Awan berkelana, sapuan lukisnya membentang dengan berbagai variasi di atas sana. Warnanya yang kelabu menambah syahdu, gradasi biru muda di pucuknya menyembunyikan kelam yang mendominasi sebelumnya. Terlihat memukau bagi seseorang yang sejak tadi menumpukan kepala. Senyumnya terulas, tanpa sadar jemarinya menarikan apa yang ia lihat.Netranya kembali mengerjap, mendapati objek selanjutnya sebagai sasaran. Burung-burung sore beterbangan menghiasi horizon. Sayap putihnya mengepak anggun, membentang dengan bulu-bulu yang ia berhasil lukiskan dengan detail-detail yang sama. Paruhnya yang sedikit melengkung seperti kail, juga cakar-cakar mungilnya saat hinggap di pepohonan. Membuat decakan kagum keluar lagi dari mulut sang pengamat.
"Alfa!"
Tersentak. Lamunannya buyar begitu saja. Pensil yang ia genggam terjatuh, menoleh sempurna pada arah suara yang terdengar frustasi memanggil namanya.
"Saya sudah panggil kamu tiga kali.
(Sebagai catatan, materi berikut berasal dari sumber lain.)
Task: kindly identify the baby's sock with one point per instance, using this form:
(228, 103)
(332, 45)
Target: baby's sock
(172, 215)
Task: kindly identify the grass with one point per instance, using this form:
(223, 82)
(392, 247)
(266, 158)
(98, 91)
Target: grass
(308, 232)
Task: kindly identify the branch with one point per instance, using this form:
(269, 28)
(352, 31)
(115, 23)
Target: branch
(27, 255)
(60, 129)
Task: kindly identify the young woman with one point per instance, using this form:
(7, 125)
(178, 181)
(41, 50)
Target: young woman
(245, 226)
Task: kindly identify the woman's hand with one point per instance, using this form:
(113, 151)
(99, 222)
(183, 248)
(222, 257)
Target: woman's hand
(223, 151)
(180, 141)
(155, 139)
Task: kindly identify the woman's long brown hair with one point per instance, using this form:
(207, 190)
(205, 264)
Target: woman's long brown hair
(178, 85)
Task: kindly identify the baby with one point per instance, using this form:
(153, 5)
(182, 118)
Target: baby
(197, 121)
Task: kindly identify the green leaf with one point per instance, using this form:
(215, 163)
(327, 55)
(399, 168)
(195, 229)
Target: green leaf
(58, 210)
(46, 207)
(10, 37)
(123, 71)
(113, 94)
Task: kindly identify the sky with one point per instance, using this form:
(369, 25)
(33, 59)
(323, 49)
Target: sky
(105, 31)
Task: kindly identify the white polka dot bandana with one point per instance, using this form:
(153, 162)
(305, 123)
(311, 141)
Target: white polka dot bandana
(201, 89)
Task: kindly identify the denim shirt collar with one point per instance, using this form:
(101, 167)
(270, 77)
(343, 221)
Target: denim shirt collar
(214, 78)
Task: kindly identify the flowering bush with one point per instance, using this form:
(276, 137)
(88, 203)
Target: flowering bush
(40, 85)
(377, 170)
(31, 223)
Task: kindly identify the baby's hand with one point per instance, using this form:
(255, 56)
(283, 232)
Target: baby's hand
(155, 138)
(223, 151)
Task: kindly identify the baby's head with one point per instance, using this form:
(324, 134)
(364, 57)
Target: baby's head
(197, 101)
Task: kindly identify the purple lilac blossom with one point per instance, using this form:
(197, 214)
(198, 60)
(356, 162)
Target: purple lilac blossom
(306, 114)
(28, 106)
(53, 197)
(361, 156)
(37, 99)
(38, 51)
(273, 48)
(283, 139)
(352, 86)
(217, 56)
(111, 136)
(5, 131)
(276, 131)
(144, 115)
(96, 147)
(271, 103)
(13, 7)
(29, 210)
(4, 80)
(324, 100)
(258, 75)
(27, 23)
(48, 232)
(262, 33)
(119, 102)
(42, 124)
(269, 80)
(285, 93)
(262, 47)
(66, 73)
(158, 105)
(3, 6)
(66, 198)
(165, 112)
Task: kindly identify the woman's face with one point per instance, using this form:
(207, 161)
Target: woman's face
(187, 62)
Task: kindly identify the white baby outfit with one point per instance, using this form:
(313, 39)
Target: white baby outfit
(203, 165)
Masih belum dengar juga?"
Mulutnya terkatup, seiring dengan iris legam itu bergulir gugup. "M-maaf miss."
Perempuan berkacamata tebal iti mendekati mejanya,mendesah berat saat lagi-lagi kertas yang ada di meja salaahh satau muridnya, penuh denegan sketsa abstrak seperti hari-hari sebelumnya.
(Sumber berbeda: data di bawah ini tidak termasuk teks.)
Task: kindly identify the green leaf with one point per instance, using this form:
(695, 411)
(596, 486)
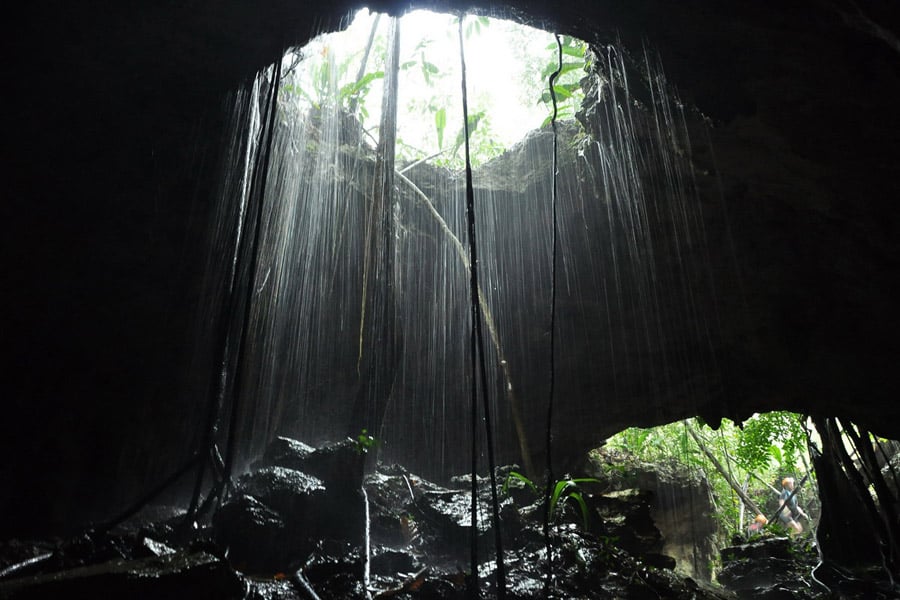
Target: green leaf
(440, 123)
(353, 88)
(576, 51)
(520, 477)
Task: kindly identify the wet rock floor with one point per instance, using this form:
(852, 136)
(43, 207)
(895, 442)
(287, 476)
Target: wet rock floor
(299, 526)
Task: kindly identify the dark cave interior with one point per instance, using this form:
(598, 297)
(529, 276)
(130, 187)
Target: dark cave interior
(113, 156)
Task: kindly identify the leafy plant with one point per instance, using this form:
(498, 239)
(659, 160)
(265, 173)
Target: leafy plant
(365, 442)
(564, 490)
(567, 490)
(518, 476)
(567, 86)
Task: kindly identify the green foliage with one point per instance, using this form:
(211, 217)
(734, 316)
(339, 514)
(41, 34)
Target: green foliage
(567, 84)
(518, 476)
(365, 442)
(771, 437)
(767, 445)
(567, 490)
(564, 490)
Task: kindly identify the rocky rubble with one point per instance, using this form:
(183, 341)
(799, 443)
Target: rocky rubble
(300, 525)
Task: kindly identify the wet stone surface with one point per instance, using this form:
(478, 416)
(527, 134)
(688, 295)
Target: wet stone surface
(286, 534)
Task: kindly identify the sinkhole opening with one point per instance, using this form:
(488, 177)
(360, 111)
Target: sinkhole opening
(508, 65)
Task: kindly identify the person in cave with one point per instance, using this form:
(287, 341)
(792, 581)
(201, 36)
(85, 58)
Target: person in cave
(757, 526)
(790, 511)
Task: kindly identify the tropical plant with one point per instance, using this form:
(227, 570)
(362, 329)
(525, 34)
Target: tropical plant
(567, 84)
(563, 491)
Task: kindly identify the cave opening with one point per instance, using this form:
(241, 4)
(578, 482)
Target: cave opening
(640, 339)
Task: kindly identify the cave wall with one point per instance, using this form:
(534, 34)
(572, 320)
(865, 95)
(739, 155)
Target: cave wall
(111, 165)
"Kamu tidak memperhatikan penjelasan saya ya?"
Menunduk panik, jemari-jemari panjang itu saling bertautan tanpa jawaban. "Saya.. mencoba miss."
"Bohong miss! Daritadi mah si Alfa ngelamun terus ngeliatin jendela. Kayaknya gak dipake deh telinganya." Sahut seseorang di belakang, dibalas tawa riuh siswa-siswi lainnya. Membuat sosok yang menjadi pusat perhatian semakin tersudutkan.
"Be quiet Hortace. Kalau begitu, coba kerjakan soal nomor 3 di depan Alfa." boardmarker hitam itu tepat disodorkan di depan hidungnya.
Meneguk ludah, Alfa coba beranikan mengangkat kepala. Pemuda bersurai ikal itu bersitatap dengan mata elang sang guru. Patah-patah mengambil spidol, tubuh jangkungnya maju menuju papan tulis geser di depan kelas.
"Gabisa jawab lagi paling kayak kemaren kemaren."
"Haduh.. bakalan lama nih nunggu tu bocah satu."
"Alfa lagi? Seriously, apa dia gak pernah intropeksi? Kesel banget."
Cibiran-cibiran itu tak keras. Tapi juga tak pelan hingga sampai di rungu sang pemuda. Sudah biasa, tapi anehnya Alfa masih juga terpengaruh. Tangan kirinya semakin gencar memilin saku celana. Namun bukan itu yang membuat ia semakin cemas. Sejatinya ketakutan terbesarnya ada di hadapan. Jejeran alphabet yang tersusun rapi itu lah musuh terbesarnya.
Alfa mencoba fokus, tapi huruf-huruf di matanya malah berlarian. Membentuk kata-kata yang ia yakin bukan begitu maksudnya. Satu kalimat, hanya beberapa huruf yang jelas di pandangan. Lainnya buram dan terbalik. Membuat ia tak bisa sempurna membaca apa yang tertulis disana.
Napoleno breh4sil membuduki qrańcis..
Selalu seperti ini. Alfa memejamkan mata kuat-kuat. Menulis jawaban, yang ia sendiri tak yakin akan kebenarannya.
Dan gelengan sang guru meruntuhkan kepercayaan dirinya sekali lagi. Juga gelak tawa yang menyusul kemudian, berhasil membuat Alfa sepenuhnya menunduk malu.
"Kepula.. un Norhtpa.. li? Lo anak sd apa sma sih Fa? Nulis aja masih kebalik!"
"Mana tulisannya jelek banget kayak cakar ayam. Sakit mata gue liatnya."
Miss Helen menghela napas mendengar kelas yang kembali riuh menyoraki Alfa. Ia adalah pendidik. Melihat bahwa didikannya tak juga menunjukkan perubahan sejak pertama kali, membuat ia lelah. Ia tak mengerti apa masalah Alfa hingga anak itu sebegini bodohnya. Untuk menulis dan membaca yang menjadi kemampuan dasar saja, Alfa masih perlu diperbaiki.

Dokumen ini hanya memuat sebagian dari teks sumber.